Apple was blind to its iPod exposures particularly with regard to record label support. Microsoft now has demonstrated where Apple is vulnerable and handed Apple some time to address those vulnerabilities. This doesn't mean that Microsoft can't beat Apple at some point (sometimes companies can be surprisingly blind to their vulnerabilities even if these vulnerabilities are waved right in their faces), but it does mean that, next time, Apple will be more prepared for an attack.
While it was very generous of Microsoft to help Apple out this way, it was also unintended, and creates a sharp contrast to the excellent job Microsoft did with the Xbox effort.
Much like it is with game systems; competing formats for video are not about the best technology. They are about the most prevalent technology. It is expensive to publish movies and, at least for now, you can't put Blu-ray and HD DVD disks into the same box.
With the Xbox 360 moving so strongly into the market and the top accessory this year being the $200 HD-DVD drive the battle may be over by year end. There is every chance that there may be as many as ten times more HD DVD players than Blu-ray players in the market by the end of the year - even if you don't factor in that HP, the current leader in PC sales, started shipping desktop computers with a $100 HD DVD option. This, coupled with a much lower overall cost for the stand alone players as well as better support for legacy TVs and dual mode disks (that have both legacy DVD and HD-DVD content on a single disk), suggests that HD-DVD is now the format to beat.
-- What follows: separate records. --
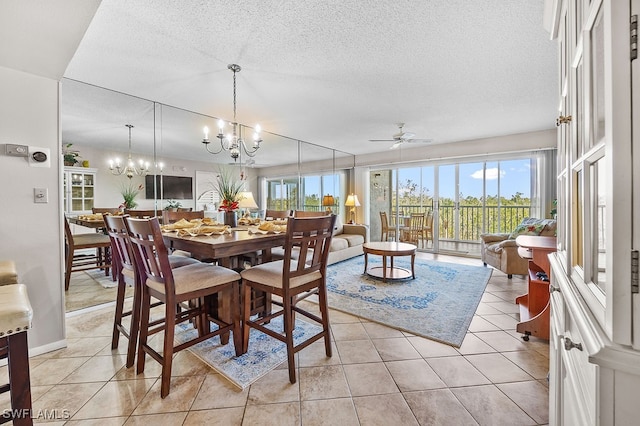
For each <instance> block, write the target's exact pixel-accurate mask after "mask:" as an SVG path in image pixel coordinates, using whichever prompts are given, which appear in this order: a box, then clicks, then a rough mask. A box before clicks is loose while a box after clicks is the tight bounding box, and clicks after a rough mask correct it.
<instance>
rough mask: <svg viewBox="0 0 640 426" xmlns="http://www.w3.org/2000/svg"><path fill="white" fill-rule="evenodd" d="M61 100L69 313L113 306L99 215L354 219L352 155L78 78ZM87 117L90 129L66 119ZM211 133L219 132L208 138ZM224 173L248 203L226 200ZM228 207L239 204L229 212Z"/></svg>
mask: <svg viewBox="0 0 640 426" xmlns="http://www.w3.org/2000/svg"><path fill="white" fill-rule="evenodd" d="M61 99H62V105H61V122H62V141H63V146H62V151H63V154H64V159H65V167H64V170H63V172H62V181H63V186H64V190H63V209H64V213H65V219H66V220H65V225H66V226H67V225H68V231H69V232H68V233H65V239H66V254H67V258H66V261H65V263H66V265H65V270H69V271H70V272H69V273H65V281H66V282H65V288H66V292H65V295H66V310H67V312H71V311H77V310H79V309H82V308H86V307H89V306H95V305H99V304H102V303H107V302H113V301H114V300H115V296H116V285H115V282H114V280H113V278H114V275H113V273H112V271H113V268H112V267H111V268H110V270H111V272H107V269H109V265H110V260H111V259H110V258H109V254H110V250H109V248H108V247H107V248H104V247H98V246H97V245H98V244H103V243H104V241H100V240H101V239H103V238H102V237H105V236H106V235H105V234H104V226H103V221H102V220H101V217H100V216H101V214H110V215H122V214H125V215H130V216H139V217H158V219H159V220H160V222H161V223H162V221H163V218H164V216H165V215H166V213H167V212H170V211H176V212H187V211H189V212H192V213H195V214H198V215H200V216H202V217H203V218H206V219H210V220H213V221H215V222H216V223H220V224H225V223H229V224H231V225H233V226H235V225H238V223H237V222H235V223H232V222H230V221H231V220H232V219H230V218H235V220H236V221H237V220H239V219H241V218H242V217H243V216H246V217H248V218H252V219H253V220H256V221H257V220H259V219H260V218H264V216H265V211H266V210H267V209H271V210H291V211H293V210H309V211H324V210H326V209H331V210H332V211H333V212H334V213H336V214H338V215H341V216H346V215H347V214H348V211H347V209H348V207H346V206H345V205H344V200H346V199H347V198H348V197H347V193H348V192H349V190H350V189H351V188H350V186H349V183H348V182H349V179H350V176H351V174H352V172H351V169H352V168H353V166H354V156H353V155H351V154H347V153H344V152H340V151H337V150H333V149H329V148H325V147H321V146H317V145H314V144H312V143H308V142H303V141H300V140H296V139H292V138H288V137H285V136H281V135H274V134H271V133H269V132H268V131H264V130H263V131H260V129H259V128H254V127H250V126H245V125H243V124H240V123H238V124H234V123H237V122H236V121H235V116H234V120H233V122H231V121H229V122H226V121H224V120H221V119H220V118H218V117H210V116H206V115H202V114H197V113H194V112H190V111H185V110H182V109H180V108H175V107H171V106H168V105H164V104H160V103H157V102H153V101H148V100H144V99H141V98H137V97H134V96H129V95H126V94H123V93H119V92H115V91H111V90H108V89H104V88H100V87H96V86H93V85H88V84H84V83H81V82H78V81H74V80H68V79H63V82H62V97H61ZM234 103H235V100H234ZM234 106H235V105H234ZM234 112H235V111H234ZM79 116H81V117H83V123H84V124H83V125H82V126H78V125H77V123H78V120H66V119H65V118H66V117H76V118H77V117H79ZM228 123H231V126H232V127H229V126H227V124H228ZM225 126H226V130H225ZM256 127H257V126H256ZM203 128H206V129H207V130H208V129H209V128H210V129H217V132H215V133H214V134H213V135H212V136H211V140H209V137H210V136H209V134H206V133H205V135H204V138H203V137H202V136H203V134H202V131H203V130H202V129H203ZM229 129H231V130H230V132H231V133H230V134H229V135H225V133H226V131H227V130H229ZM258 132H259V133H258ZM245 134H246V135H250V136H249V138H246V137H245ZM243 138H246V139H249V140H250V141H249V140H247V141H246V142H243V141H242V139H243ZM258 147H259V148H260V149H259V150H258V149H257V148H258ZM302 170H304V176H303V173H302ZM223 174H227V175H229V179H230V181H231V183H232V184H233V185H234V186H235V188H234V189H235V190H236V191H237V193H238V194H236V195H239V194H240V193H242V196H240V197H237V199H235V200H229V197H226V196H225V194H224V191H221V188H220V185H219V177H220V176H221V175H223ZM276 181H278V182H287V183H286V184H285V185H280V186H278V185H275V184H274V182H276ZM276 187H277V188H276ZM325 194H328V195H331V197H332V203H331V204H328V203H326V202H325V203H322V200H323V198H326V197H325ZM228 201H229V203H231V202H236V203H237V204H234V205H233V209H232V211H230V212H227V211H225V210H228V209H227V204H226V203H227V202H228ZM229 205H230V204H229ZM73 238H75V239H79V240H78V241H77V242H76V243H74V241H73V240H72V239H73ZM70 253H75V257H76V258H77V259H76V260H77V262H76V263H84V265H74V264H73V257H74V256H73V255H71V259H69V254H70ZM76 271H82V272H78V273H76ZM71 272H73V273H71ZM130 291H131V290H130V289H127V292H130Z"/></svg>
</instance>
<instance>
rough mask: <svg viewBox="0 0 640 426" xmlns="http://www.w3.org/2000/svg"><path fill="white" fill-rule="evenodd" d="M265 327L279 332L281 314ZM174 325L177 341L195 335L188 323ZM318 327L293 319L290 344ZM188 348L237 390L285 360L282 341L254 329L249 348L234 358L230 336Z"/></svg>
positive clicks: (311, 331)
mask: <svg viewBox="0 0 640 426" xmlns="http://www.w3.org/2000/svg"><path fill="white" fill-rule="evenodd" d="M212 326H213V327H215V325H212ZM267 327H268V328H270V329H272V330H277V331H282V329H283V328H282V317H277V318H274V319H273V320H272V321H271V322H270V323H269V324H268V325H267ZM178 328H180V329H181V330H182V331H181V332H176V336H175V340H176V342H179V343H182V342H184V341H186V340H188V339H192V338H193V337H194V336H195V335H196V334H197V331H196V330H194V329H193V327H192V326H191V325H189V324H185V323H183V324H180V325H179V326H178ZM321 330H322V328H321V327H320V326H319V325H315V324H310V323H308V322H306V321H303V320H300V319H298V318H296V327H295V329H294V332H293V343H294V345H295V344H297V343H299V342H300V341H302V340H306V339H307V338H308V337H309V336H312V335H314V334H317V333H319V332H320V331H321ZM188 350H189V351H191V353H193V354H194V355H195V356H197V357H198V358H200V359H201V360H202V361H204V362H205V363H207V364H209V365H210V366H211V367H212V368H213V369H214V370H216V371H217V372H218V373H220V374H221V375H222V376H224V377H226V378H227V379H228V380H229V381H231V383H233V384H235V385H236V386H238V387H239V388H241V389H245V388H247V387H248V386H249V385H250V384H251V383H253V382H255V381H256V380H258V379H259V378H260V377H262V376H264V375H265V374H267V373H268V372H269V371H271V370H273V369H274V368H276V367H277V366H278V365H280V364H282V363H283V362H286V360H287V347H286V345H285V344H284V343H282V342H280V341H279V340H276V339H274V338H273V337H269V336H267V335H266V334H264V333H261V332H259V331H258V330H254V329H251V331H250V333H249V350H248V351H247V353H245V354H243V355H241V356H239V357H236V353H235V349H234V347H233V336H230V337H229V343H227V344H226V345H221V344H220V339H219V338H217V337H214V338H212V339H208V340H205V341H204V342H200V343H198V344H196V345H193V346H191V347H190V348H189V349H188Z"/></svg>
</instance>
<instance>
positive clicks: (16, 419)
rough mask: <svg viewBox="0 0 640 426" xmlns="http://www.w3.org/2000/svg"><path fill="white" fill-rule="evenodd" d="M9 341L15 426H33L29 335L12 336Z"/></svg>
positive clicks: (11, 397) (13, 411)
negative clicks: (27, 339) (29, 376)
mask: <svg viewBox="0 0 640 426" xmlns="http://www.w3.org/2000/svg"><path fill="white" fill-rule="evenodd" d="M7 341H8V347H9V351H8V369H9V383H10V384H11V390H10V393H11V409H12V411H13V412H14V413H16V414H17V417H16V418H14V419H13V424H14V426H24V425H32V424H33V420H32V419H31V413H32V410H31V382H30V379H29V346H28V343H27V333H26V332H21V333H15V334H10V335H9V336H7Z"/></svg>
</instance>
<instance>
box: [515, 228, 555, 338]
mask: <svg viewBox="0 0 640 426" xmlns="http://www.w3.org/2000/svg"><path fill="white" fill-rule="evenodd" d="M516 243H517V244H518V246H519V247H518V254H519V255H520V257H522V258H524V259H529V283H528V285H529V288H528V292H527V294H523V295H522V296H518V297H517V298H516V303H517V304H518V305H520V322H519V323H518V325H517V326H516V330H517V331H518V332H520V333H523V335H522V338H523V339H524V340H525V341H527V340H529V336H536V337H539V338H541V339H546V340H549V279H550V277H551V268H550V267H549V258H548V254H549V253H553V252H555V251H556V238H555V237H541V236H533V235H520V236H519V237H518V238H516ZM539 274H546V280H544V279H543V278H544V276H543V277H540V276H539Z"/></svg>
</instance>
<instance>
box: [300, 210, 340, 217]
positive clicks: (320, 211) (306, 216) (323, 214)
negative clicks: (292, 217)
mask: <svg viewBox="0 0 640 426" xmlns="http://www.w3.org/2000/svg"><path fill="white" fill-rule="evenodd" d="M330 214H331V213H330V212H329V213H327V212H326V211H324V210H323V211H305V210H294V211H293V217H319V216H328V215H330Z"/></svg>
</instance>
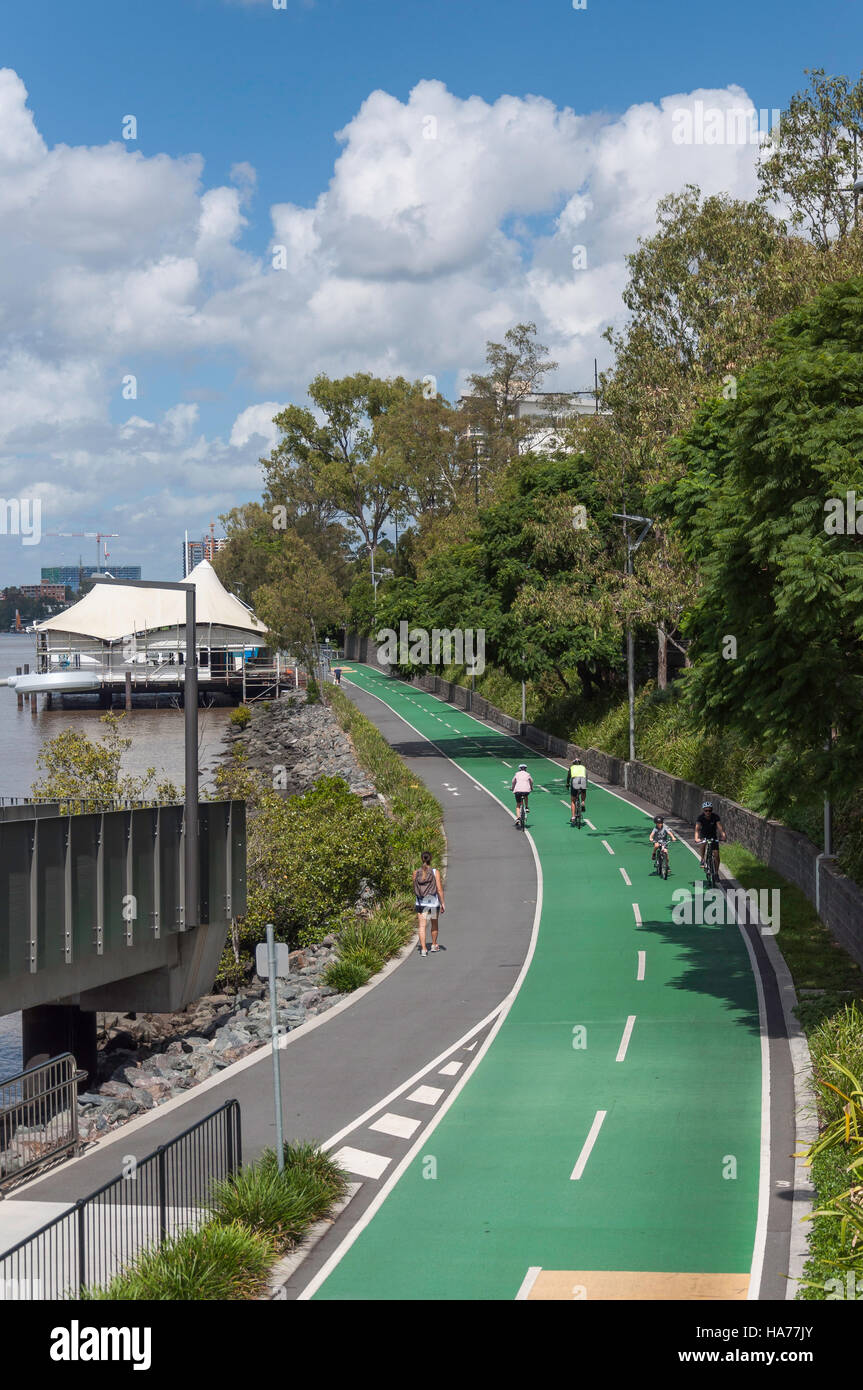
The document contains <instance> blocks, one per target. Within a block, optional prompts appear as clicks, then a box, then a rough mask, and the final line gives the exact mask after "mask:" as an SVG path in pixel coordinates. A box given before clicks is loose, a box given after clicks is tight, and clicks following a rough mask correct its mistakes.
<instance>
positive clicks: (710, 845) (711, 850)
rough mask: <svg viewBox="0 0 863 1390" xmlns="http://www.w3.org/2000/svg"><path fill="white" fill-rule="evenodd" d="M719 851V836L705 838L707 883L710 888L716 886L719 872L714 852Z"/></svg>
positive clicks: (705, 871)
mask: <svg viewBox="0 0 863 1390" xmlns="http://www.w3.org/2000/svg"><path fill="white" fill-rule="evenodd" d="M716 851H718V837H714V838H713V840H705V883H706V884H707V887H709V888H716V884H717V881H718V874H717V872H716V860H714V858H713V856H714V853H716Z"/></svg>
HD-DVD wins because of the Xbox 360 - which is ironic, given Blu-ray should have won because of the Playstation 3. Instead, Blu-ray has delayed the Playstation 3 to a point where Sony may have to wait until the Playstation 4 to recover.
BetaMax, Mini-Disk, MemoryStick, and now Blu-ray. At least Sony is consistent. Also, if there is one company that is really looking forward to a better 2007 more than Sony I don't know of it. Boy, when you couple in root kits and battery/camera recalls, you are talking about a really nasty run of bad luck for Sony this year.